Book Review: Andrew Jackson and His Times

Earlier this week I finished reading H. W. Brands' well-written biography entitled Andrew Jackson: His Life and Times. I know I've complained about the book's length (560 pages) but that's because I have trouble finding time to read, not because it's boring. Quite the contrary, Brands is a wonderful writer. He not only sets out all pertinent information, both about Jackson and his contemporaries, but his analysis is skillful. He explains the what and the why, tries to get into Jackson's head and tell us what he must have been thinking and is convincing in doing so because of how well researched this book is. He does not put Jackson on a pedestal, nor is this book a condemnation of Old Hickory. For those things Jackson deserves praise, Brands gives him due credit. For those things that Jackson deserves to be criticized, Brands does so as well. Both praise and criticism are fair, objective and factor in the mores of the times. Although I didn't always appreciate this as I was working my way through the book, I enjoyed reading this book and find it to be an excellent example of professionalism by a historian. Brands deserves top marks for his research, for his understanding of the events and issues in Jackson's life, for his ability to clearly explain and analyze them and for his wonderful summary of Jackson's life.



A wonderful example of how Brands can see and explain the big picture is found in the last chapter where he compares and contrasts Andrew Jackson and John Quincy Adams. He writes (at pages 553-4):

"For twenty years Jackson and Adams had bracketed American opinion regarding the most important political development of their era, the emergence of democracy. And at the end of that time they remained as divided over its meaning as they had been at the start. Adams believed that ordinary Americans weren't fit to govern themselves, that left to their own ignorance they would choose military heroes and demagogues who told them what they wanted to hear while leading them where they had no business going. The choice of Jackson for president was an early sign of the collapse of the republic, their seizure of Texas the most recent. More evidence doubtless would follow, culminating in a conflict that set one section against the other and utterly undid the handiwork of the founders. Wherever George Washington's deistic soul resided these days, it must be weeping for his country.

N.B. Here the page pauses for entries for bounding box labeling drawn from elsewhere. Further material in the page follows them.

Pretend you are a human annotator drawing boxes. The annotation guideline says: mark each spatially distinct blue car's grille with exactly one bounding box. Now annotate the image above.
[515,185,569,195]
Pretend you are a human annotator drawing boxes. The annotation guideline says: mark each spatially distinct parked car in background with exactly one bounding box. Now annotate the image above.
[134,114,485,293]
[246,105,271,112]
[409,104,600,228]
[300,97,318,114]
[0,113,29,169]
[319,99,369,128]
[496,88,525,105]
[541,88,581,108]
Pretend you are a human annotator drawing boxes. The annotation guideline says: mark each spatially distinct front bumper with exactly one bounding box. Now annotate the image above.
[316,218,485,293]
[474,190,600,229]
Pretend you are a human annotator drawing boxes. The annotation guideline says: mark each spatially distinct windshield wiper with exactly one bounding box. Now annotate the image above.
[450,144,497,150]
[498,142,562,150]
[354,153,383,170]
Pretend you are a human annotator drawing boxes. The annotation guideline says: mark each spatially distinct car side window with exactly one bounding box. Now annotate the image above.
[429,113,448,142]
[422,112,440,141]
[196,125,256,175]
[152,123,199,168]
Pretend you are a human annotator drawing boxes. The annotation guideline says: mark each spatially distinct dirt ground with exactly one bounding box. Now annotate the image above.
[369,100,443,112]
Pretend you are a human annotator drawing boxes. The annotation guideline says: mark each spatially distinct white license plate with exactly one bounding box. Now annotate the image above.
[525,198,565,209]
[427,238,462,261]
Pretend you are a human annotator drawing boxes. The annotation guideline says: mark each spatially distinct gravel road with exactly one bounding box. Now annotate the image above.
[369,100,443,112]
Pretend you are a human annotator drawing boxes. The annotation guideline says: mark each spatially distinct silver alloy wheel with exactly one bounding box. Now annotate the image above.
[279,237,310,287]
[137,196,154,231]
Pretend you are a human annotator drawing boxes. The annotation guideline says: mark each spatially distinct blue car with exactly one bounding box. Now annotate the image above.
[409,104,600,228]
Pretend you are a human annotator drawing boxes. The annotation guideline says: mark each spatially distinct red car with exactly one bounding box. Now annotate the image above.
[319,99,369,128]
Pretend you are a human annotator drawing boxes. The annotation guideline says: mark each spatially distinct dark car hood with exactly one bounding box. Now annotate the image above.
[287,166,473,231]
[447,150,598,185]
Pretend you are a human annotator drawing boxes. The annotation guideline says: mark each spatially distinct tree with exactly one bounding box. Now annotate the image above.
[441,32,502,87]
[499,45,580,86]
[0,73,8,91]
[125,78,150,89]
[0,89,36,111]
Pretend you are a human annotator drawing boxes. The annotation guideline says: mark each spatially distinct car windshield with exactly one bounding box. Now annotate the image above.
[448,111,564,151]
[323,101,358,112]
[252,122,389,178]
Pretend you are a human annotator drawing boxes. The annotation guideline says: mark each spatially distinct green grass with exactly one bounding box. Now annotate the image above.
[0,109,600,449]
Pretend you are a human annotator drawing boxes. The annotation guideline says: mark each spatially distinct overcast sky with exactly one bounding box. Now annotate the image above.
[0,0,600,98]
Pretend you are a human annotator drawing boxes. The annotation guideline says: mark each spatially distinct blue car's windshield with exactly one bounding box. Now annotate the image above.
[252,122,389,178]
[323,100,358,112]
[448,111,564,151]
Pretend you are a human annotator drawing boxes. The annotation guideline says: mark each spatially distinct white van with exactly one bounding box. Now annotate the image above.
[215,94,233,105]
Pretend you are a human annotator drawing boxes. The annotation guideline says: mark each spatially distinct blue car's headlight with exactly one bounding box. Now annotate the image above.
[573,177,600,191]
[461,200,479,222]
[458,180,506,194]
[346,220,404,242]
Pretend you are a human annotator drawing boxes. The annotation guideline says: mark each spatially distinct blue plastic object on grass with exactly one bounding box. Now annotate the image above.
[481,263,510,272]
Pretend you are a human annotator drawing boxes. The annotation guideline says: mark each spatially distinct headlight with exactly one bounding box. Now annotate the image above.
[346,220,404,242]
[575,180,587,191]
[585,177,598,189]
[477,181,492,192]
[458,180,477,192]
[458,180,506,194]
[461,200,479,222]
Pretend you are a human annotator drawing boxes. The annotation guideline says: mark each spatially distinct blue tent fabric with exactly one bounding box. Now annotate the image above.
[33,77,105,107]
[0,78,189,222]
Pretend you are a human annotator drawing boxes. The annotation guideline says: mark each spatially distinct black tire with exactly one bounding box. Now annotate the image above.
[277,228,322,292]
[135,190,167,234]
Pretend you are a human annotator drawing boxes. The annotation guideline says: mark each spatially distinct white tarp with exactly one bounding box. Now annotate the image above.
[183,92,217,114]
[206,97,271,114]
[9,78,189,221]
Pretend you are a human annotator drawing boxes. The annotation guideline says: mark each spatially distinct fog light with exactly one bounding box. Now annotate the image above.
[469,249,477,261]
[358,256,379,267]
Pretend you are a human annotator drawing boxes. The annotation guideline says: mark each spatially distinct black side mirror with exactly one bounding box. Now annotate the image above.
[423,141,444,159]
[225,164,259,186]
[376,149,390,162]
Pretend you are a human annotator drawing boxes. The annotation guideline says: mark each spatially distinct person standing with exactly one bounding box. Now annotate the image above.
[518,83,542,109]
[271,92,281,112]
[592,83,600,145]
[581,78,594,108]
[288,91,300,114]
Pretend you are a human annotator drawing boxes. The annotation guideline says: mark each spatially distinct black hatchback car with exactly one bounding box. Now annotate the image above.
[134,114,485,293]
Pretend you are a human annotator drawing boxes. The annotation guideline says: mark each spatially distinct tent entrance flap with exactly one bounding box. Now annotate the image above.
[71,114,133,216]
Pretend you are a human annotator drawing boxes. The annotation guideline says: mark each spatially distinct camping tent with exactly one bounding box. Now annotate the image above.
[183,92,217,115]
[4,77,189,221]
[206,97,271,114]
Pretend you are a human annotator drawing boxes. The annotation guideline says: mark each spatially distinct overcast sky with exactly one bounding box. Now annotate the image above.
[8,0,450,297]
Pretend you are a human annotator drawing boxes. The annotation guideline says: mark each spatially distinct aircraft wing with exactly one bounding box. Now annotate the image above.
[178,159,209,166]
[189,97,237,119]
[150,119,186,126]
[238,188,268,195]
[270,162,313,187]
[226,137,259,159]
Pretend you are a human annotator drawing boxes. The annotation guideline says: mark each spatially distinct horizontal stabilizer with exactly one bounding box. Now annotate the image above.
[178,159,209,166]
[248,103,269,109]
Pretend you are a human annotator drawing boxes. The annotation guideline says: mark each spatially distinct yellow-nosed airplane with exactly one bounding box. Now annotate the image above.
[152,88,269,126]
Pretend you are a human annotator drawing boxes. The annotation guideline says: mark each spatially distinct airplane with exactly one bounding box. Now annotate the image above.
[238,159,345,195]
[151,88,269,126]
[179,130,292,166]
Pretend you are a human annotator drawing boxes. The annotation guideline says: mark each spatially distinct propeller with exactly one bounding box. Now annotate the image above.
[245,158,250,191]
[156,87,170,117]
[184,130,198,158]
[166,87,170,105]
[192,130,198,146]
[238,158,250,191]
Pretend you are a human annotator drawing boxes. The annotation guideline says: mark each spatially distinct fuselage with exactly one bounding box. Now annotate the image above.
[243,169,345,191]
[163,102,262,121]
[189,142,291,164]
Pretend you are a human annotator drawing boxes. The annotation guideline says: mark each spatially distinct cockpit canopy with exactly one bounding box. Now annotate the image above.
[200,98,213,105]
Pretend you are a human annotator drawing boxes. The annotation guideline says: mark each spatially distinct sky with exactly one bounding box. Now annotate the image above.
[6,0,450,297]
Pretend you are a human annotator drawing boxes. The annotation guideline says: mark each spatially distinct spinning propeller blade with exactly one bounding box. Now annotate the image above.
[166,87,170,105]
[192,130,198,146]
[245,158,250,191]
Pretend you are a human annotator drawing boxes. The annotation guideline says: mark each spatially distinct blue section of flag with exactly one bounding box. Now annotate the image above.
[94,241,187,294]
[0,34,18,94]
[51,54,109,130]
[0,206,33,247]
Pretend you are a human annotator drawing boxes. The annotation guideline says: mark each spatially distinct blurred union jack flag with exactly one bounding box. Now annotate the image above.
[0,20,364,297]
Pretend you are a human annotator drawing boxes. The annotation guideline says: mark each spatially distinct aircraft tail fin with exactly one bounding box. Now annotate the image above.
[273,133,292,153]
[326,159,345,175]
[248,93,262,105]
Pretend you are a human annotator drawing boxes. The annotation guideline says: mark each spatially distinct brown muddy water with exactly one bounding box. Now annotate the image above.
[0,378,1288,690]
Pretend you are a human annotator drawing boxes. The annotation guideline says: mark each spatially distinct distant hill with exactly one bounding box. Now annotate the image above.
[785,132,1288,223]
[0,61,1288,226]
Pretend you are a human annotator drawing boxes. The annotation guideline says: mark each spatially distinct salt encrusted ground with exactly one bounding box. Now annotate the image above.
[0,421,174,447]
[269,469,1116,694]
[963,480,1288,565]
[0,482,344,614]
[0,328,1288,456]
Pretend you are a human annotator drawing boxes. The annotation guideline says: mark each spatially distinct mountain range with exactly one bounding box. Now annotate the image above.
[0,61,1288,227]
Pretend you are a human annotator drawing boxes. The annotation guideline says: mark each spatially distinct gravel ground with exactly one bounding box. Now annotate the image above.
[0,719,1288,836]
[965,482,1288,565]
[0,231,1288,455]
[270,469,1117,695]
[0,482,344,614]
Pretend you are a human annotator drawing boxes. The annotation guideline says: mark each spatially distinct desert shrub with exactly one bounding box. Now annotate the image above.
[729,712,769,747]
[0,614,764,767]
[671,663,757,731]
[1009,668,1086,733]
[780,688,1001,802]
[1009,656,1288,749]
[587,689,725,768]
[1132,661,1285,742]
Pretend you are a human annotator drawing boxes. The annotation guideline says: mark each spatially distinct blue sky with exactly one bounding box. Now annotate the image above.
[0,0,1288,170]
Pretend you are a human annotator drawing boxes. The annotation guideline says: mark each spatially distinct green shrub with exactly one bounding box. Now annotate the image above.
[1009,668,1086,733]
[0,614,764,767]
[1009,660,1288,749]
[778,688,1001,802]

"Jackson believed just the opposite. Democracy wasn't a perversion of the republican promise, but it's perfection, or at least a large step towards perfection. The point of republicanism was to make government responsible to the people who lived under its laws. Whatever diminished responsibility was monarchy or aristocracy, and if the American Revolution had been about anything, it was about throwing off those twin incubi of despotism. Democracy made mistakes; Jackson didn't deny this. But its mistakes were the honest and correctable mistakes of human misjudgement, not the interested entrenched mistakes of selfish elites. Did the people know what was best for them? Not always. But they knew better than anyone else knew for them. God alone was perfect and He ruled in heaven. But the people ruled, if imperfectly.

"The question of Jackson's day - as of every day since - was, who was right? Adams or Jackson? In 1845 it was difficult to tell."




This debate continues to this day, not just regarding Jackson and Adams, but of populism and elitism in politics. Brands frames the issue brilliantly.

As Shakespeare said (in The Tempest) "what's past is prologue." The more things change, the more they stay the same.